Addendum, October 30, 2007:

I've been discussing the math of this with a bunch of other people at the http://www.twoplustwo.com/ forums, and one of them just posted a link to this entry from Hellmuth's blog, apparently made soon after the taping of the show in question: http://www.philhellmuth.com/phil-hellmuth-poker-blog.html?id=1866 In this post, he says, "Later on, I figured out that I owed $12,000 to Brandon ($10,000) and Sammy ($2,000), because they insured the very last hand of the night. By the way, Brandon doesn't even know that I owe him $10,000, because I decided that I owe him after the fact! He will be pleasantly surprised, that's for sure."

Glad to know that he finally did the right thing. Still hard to know why they didn't get it sorted out on the spot.


Addendum, November 4, 2007

Brandon Adams just posted a note about this situation to the twoplustwo forums:

Yo, I should have commented on the Hellmuth insurance thing earlier.

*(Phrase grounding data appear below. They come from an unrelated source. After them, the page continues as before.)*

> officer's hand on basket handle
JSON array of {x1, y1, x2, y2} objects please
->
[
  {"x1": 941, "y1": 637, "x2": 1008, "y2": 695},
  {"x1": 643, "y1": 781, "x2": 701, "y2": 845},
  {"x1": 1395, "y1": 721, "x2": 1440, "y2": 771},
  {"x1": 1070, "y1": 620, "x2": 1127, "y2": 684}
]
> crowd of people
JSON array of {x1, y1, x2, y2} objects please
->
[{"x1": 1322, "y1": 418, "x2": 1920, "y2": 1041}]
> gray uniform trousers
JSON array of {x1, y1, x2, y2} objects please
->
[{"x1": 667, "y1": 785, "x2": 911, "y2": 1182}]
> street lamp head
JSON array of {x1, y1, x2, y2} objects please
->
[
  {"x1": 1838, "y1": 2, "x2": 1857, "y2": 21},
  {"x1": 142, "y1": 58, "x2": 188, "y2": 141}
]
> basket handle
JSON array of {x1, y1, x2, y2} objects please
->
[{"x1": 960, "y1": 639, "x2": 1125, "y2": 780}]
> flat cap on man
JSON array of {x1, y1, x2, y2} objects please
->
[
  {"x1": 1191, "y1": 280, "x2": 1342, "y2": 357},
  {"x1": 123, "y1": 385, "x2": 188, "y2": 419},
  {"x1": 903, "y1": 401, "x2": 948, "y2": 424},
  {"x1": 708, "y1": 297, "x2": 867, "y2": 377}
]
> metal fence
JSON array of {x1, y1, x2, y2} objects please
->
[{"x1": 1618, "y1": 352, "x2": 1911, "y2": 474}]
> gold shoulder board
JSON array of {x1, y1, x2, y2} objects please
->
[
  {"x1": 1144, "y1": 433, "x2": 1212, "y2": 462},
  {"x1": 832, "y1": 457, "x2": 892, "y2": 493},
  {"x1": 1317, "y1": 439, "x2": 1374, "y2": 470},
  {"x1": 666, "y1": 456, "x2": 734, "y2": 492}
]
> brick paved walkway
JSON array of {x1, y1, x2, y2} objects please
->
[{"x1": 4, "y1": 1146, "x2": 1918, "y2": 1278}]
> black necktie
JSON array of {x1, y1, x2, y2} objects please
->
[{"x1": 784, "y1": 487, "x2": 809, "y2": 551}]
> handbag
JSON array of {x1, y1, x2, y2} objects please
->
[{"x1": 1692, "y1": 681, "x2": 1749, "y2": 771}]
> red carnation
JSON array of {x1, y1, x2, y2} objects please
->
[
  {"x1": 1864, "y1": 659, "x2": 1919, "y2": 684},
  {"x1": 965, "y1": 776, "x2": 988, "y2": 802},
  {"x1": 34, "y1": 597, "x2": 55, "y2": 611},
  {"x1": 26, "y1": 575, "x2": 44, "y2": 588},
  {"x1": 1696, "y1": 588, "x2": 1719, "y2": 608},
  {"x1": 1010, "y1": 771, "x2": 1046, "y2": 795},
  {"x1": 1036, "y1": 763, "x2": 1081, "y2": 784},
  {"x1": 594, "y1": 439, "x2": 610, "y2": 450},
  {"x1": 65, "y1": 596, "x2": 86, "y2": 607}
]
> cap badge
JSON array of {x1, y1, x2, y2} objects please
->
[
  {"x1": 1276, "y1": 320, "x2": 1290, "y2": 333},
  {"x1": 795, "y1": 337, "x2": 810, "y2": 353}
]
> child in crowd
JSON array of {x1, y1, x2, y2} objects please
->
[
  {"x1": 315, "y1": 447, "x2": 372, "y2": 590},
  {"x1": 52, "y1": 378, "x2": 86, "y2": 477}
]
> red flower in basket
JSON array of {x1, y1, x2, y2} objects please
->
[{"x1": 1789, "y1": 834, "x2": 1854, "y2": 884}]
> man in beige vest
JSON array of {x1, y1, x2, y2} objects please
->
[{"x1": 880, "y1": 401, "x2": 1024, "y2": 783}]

First off,
Phil is one of my favorite guys in poker. He's not cheating anyone. I'm going
off memory here....The deal was only partially clear in my head at the time of
the insurance. it was obviously a good deal for me. when we chopped, i didn't
know what we were supposed to do, though since insurance naturally is protection
against something bad happening (in this case, a bad beat) and something bad
didn't happen, my first thought was that a chop went to me. but then i started
thinking about it and i realized that the deal was good for me even if a chop
was a chop. so i was confused and decided to let it go. this is just what i
remember thinking... as of now, i have no recollection of the cards and i
haven't read the above. The next day phil runs into mori at the coffee shop and
tells mori that he should have paid me. Phil emailed me to tell me he owed me
10k. I thought about it some more and told him not to pay me. I said this b/c if
i had won with a chop, then that implied some ridiculous vig for me (i still had
a decent edge counting a chop as a chop). He insisted on paying me, I told him
we'd flip a coin for it, then he said he'd pay me $6k. he paid me $6k the first
time i saw him at the series. ba


This is pretty reasonable of Adams. Here's the math on what he's saying: Suppose the deal had been explicitly made that no insurance money went either way in the event of a chopped pot. There are 31 cards that win the whole pot for Phil, 7 for Eli, so the odds against an insurer having to pay out are 31:7, or 4.4:1. That's what Adams is calling the "decent edge counting a chop as a chop." On the other hand, if a chopped pot meant that Phil still had to pay his insurance "premium," then there are 37 cards on which he has to pay it (the 31 that are an outright win, plus the 6 cards that result in a split pot), and only 7 on which he collects insurance. 37:7 is 5.3:1, which is what Adams is here calling "some ridiculous vig for me" (32%, actually, compared to the 11% he decided was "decent").

In any event, it sounds like they ended up settling it like gentlemen.